The remote truck signal is received in a mockup of a Network Operations Center (“The MPEG Network”) using a Fraunhofer prototype MPEG-H Audio and H.264 contribution decoder. The output of the decoder flows through a standard unmodified frame synchronizer and HD-SDI router to the NOC's Master Control position, where the truck signal is switched into recorded programming from a video server under automation control. The system allows all supported audio formats, such as stereo, 5.1 surround, 5.1 + 4H, 7.1 + 4H, and Higher-Order Ambisonics, including static or dynamic objects, to exist simultaneously on broadcast servers with no special preparation. The switched program is then input to a Fraunhofer prototype distribution encoder for transmission to affiliate stations.

A simulated affiliate, WMPG-TV, receives the transport stream from the network with a Fraunhofer prototype distribution decoder. The HD-SDI signal is then fed through a frame synchronizer and input to an HD-SDI router. Stored local commercials are inserted under automation control in the signal to the Fraunhofer emission encoder. The emission encoder output is then fed to a Technicolor set-top box in a simulated consumer living room. The signal from the local affiliate may also be received over an Internet connection by a tablet computer. On-screen displays on both devices allow the viewer to select audio presentations prepared by the broadcaster, or directly control the audio elements within limits set by the broadcaster. Additionally, content may be played on the Fraunhofer prototype 3D Soundbar or a prototype AVR based on the Texas Instruments DA830 DSP.

Broadcaster benefits

Since the MPEG-H Audio system is designed to work over unmodified HD-SDI embedded audio channels, stations can begin implementing MPEG-H Audio features as they choose without changing their internal plant or operating procedures. A four-stage process for broadcasters has been proposed to consider when adopting MPEG-H:

  • Transmission of stereo and surround programming using MPEG-H Audio: This would allow broadcasters to gain the bitrate efficiency and new mobile audio features of MPEG-H Audio without any operational changes.
  • Addition of audio objects for additional languages or alternate commentary, enabling viewers to Hear Your Home Team™ audio or listen to their favorite race driver’s radio.
  • Addition of immersive sound to improve the realism of the sound by adding height channels, Higher-Order Ambisonics, or statically panned objects above the listener.
  • Addition of dynamic audio objects: In contrast to static objects fixed in position, dynamic objects move over time to track video action or provide creative effects. If sound effects are to be panned, for example, a dynamic object can reduce the required bitrate compared to sending a five or nine channel static object.

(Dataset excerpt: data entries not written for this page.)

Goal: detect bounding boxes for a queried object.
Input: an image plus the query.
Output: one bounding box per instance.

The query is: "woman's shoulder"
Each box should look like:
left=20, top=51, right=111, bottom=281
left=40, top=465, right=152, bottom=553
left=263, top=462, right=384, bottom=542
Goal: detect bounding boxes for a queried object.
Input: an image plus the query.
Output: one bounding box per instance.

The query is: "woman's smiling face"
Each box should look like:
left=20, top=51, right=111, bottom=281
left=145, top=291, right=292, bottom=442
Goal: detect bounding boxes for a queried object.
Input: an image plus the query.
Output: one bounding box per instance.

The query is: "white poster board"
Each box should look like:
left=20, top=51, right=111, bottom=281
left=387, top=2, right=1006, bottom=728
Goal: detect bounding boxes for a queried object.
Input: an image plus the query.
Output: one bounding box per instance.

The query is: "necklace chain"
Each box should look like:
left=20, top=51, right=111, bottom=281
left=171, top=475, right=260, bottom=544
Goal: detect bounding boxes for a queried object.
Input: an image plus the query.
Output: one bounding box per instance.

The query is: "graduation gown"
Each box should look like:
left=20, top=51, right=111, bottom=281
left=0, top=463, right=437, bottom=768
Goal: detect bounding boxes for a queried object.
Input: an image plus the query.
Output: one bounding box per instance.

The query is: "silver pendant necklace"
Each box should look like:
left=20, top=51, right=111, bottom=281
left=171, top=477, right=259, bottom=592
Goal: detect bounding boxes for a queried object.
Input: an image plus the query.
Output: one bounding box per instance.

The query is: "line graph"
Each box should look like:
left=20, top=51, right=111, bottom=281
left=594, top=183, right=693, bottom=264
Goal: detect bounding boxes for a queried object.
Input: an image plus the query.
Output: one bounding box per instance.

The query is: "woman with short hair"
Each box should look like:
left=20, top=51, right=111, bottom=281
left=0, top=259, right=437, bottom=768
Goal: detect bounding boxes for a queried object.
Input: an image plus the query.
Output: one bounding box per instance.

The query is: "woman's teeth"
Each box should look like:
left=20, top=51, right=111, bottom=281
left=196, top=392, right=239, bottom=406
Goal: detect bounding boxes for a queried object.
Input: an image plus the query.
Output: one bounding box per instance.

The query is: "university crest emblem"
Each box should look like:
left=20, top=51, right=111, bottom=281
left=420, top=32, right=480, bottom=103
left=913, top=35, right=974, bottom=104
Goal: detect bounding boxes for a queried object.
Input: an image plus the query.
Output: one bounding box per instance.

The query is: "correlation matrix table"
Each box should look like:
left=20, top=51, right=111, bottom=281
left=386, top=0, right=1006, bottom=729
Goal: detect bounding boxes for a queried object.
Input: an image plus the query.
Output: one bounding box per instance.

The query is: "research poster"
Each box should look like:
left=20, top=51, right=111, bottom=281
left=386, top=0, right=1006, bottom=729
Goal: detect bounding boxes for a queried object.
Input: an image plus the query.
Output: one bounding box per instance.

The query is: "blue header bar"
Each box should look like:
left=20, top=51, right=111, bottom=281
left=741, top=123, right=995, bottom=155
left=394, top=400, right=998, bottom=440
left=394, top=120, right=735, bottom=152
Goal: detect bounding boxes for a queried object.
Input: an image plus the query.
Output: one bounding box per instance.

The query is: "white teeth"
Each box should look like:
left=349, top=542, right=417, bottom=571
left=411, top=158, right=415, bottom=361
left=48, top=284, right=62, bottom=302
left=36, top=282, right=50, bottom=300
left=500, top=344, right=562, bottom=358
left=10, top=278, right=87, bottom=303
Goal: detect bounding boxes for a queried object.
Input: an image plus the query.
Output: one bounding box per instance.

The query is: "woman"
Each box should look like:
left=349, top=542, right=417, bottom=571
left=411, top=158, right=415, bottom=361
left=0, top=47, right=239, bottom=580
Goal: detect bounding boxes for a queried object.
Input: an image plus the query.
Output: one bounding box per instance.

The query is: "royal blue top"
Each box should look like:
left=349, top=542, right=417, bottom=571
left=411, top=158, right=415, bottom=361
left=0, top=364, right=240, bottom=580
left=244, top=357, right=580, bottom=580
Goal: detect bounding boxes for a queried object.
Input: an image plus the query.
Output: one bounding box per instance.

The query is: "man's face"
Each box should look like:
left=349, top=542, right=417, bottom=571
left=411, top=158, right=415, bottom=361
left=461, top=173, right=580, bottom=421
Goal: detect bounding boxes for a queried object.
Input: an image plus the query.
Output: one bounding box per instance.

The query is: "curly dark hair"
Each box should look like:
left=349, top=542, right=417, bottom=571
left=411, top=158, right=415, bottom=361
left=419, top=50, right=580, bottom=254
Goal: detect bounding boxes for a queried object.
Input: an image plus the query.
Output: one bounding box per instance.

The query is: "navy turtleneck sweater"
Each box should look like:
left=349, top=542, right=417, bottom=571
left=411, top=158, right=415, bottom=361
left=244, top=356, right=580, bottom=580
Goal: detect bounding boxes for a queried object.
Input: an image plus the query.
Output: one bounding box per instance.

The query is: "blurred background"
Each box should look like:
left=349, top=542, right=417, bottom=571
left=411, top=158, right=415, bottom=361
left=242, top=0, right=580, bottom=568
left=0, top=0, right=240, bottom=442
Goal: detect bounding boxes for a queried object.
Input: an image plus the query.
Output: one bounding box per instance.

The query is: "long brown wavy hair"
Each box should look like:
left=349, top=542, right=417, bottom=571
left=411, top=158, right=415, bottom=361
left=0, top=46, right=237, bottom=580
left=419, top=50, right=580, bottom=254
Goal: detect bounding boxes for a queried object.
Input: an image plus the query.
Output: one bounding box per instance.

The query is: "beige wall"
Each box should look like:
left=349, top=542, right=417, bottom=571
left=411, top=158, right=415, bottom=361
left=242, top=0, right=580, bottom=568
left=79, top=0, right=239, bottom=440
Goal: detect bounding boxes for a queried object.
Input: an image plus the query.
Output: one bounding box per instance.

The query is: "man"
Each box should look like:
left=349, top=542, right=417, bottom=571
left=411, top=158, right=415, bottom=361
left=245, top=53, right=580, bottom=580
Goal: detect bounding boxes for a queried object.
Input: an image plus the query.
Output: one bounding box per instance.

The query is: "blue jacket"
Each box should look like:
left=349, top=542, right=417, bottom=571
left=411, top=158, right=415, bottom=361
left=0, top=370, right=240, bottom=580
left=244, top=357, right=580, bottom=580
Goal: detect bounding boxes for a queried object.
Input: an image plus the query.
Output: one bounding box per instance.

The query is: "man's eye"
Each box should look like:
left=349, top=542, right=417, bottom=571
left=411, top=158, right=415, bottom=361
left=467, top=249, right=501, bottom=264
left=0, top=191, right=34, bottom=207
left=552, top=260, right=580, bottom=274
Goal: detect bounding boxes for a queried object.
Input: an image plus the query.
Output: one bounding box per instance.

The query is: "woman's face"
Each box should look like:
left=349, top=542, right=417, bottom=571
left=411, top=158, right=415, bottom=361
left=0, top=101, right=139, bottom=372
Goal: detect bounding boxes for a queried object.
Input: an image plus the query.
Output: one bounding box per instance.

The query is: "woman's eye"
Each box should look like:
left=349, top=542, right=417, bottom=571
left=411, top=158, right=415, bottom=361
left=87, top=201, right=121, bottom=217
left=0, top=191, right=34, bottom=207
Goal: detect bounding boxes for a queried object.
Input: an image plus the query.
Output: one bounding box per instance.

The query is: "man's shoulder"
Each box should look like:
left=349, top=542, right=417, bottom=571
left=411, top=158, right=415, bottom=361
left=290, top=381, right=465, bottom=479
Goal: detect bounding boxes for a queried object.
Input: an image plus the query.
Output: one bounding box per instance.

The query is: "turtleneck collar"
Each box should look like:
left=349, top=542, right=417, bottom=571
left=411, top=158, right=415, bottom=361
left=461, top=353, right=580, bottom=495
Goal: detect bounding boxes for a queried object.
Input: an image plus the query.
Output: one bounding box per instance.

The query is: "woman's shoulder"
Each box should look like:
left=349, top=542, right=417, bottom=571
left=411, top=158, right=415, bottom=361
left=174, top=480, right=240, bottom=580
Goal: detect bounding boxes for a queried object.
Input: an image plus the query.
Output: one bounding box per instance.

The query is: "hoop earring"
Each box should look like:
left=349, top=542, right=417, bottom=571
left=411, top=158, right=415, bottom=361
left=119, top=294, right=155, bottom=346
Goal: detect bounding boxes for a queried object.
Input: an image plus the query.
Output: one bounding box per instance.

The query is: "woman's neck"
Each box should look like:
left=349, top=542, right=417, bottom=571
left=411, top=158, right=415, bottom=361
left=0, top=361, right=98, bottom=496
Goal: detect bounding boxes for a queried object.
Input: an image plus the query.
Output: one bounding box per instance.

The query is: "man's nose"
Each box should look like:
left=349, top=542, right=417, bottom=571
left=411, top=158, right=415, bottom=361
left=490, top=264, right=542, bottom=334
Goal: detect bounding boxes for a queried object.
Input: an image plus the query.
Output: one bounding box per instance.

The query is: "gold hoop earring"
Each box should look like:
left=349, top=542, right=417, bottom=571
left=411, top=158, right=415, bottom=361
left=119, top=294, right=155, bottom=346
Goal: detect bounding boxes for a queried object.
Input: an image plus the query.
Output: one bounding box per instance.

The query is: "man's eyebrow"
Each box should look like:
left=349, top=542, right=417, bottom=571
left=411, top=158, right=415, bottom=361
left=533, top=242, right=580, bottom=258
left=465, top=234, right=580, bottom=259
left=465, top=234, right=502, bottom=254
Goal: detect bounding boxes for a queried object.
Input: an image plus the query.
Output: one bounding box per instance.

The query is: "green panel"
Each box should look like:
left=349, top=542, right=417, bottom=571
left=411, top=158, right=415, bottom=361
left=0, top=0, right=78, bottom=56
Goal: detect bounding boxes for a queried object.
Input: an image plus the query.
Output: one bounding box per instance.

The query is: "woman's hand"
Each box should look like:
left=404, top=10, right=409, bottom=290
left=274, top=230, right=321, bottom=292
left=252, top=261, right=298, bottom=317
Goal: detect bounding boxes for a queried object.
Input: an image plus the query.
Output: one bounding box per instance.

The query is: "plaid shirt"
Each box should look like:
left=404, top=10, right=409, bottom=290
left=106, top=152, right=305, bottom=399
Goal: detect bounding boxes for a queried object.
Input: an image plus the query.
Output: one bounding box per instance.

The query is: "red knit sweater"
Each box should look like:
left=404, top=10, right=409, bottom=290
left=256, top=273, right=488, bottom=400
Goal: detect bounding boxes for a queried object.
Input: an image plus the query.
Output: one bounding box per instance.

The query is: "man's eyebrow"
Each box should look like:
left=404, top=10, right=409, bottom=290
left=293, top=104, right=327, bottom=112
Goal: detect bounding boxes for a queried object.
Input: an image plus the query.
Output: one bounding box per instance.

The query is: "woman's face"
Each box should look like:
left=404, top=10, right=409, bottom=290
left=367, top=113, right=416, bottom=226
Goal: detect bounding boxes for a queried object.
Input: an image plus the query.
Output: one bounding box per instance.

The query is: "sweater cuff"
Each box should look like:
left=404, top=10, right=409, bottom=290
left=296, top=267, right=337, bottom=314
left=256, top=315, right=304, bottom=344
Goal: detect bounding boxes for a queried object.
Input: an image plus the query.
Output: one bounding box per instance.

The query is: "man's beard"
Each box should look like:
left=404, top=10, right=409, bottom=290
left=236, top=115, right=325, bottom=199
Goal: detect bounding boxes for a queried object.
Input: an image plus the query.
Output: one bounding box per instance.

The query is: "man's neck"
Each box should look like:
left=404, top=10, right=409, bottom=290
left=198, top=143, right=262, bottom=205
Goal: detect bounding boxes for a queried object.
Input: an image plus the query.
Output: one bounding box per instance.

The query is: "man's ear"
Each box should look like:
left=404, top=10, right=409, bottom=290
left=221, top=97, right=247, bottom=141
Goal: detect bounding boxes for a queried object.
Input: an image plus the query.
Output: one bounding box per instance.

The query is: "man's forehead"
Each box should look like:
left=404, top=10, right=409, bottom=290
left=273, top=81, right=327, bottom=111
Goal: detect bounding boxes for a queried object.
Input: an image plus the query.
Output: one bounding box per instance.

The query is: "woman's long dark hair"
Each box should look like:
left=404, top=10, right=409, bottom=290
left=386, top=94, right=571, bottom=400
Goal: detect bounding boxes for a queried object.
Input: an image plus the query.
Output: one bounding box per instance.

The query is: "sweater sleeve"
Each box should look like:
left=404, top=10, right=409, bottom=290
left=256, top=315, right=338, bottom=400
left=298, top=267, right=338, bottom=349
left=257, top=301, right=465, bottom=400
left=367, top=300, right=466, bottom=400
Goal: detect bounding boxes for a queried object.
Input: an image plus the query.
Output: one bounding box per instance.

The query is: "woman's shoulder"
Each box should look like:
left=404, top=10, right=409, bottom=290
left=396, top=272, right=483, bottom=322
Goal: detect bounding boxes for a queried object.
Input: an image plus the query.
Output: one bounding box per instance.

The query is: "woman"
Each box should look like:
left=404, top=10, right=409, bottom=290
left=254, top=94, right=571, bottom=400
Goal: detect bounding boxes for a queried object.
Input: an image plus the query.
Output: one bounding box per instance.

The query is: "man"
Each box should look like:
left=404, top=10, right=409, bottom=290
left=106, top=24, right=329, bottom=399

At NAB, dynamic objects will be used to pan sound effects in the remote truck. The position information for the object in each frame of video will then be sent in the MPEG-H Audio control track channel to the network, then the affiliate, and finally through bit stream metadata to the consumer's set-top box or TV. If the MPEG-H Audio encoder and decoder are connected by an HD-SDI path, network signals can be passed through affiliates with no additional equipment. The control track is only needed to take advantage of MPEG-H Audio’s dynamic audio objects or for agile loudness control or channel assignment. Broadcasters can continue to use a fixed loudness level and channel assignment as they do today without the need for control track information.

This system is based on the latest audio coding standard from MPEG, the organization that develops open international standards for audio and video, including MP3, AAC, HE-AAC, MPEG-2, MPEG-4, MPEG-H, MPEG-DASH, AVC/H.264, and HEVC/H.265. While H.264 was used as the video codec for prototypes since mature implementations are readily available, MPEG-H Audio will also work well with HEVC/H.265 and other video codecs.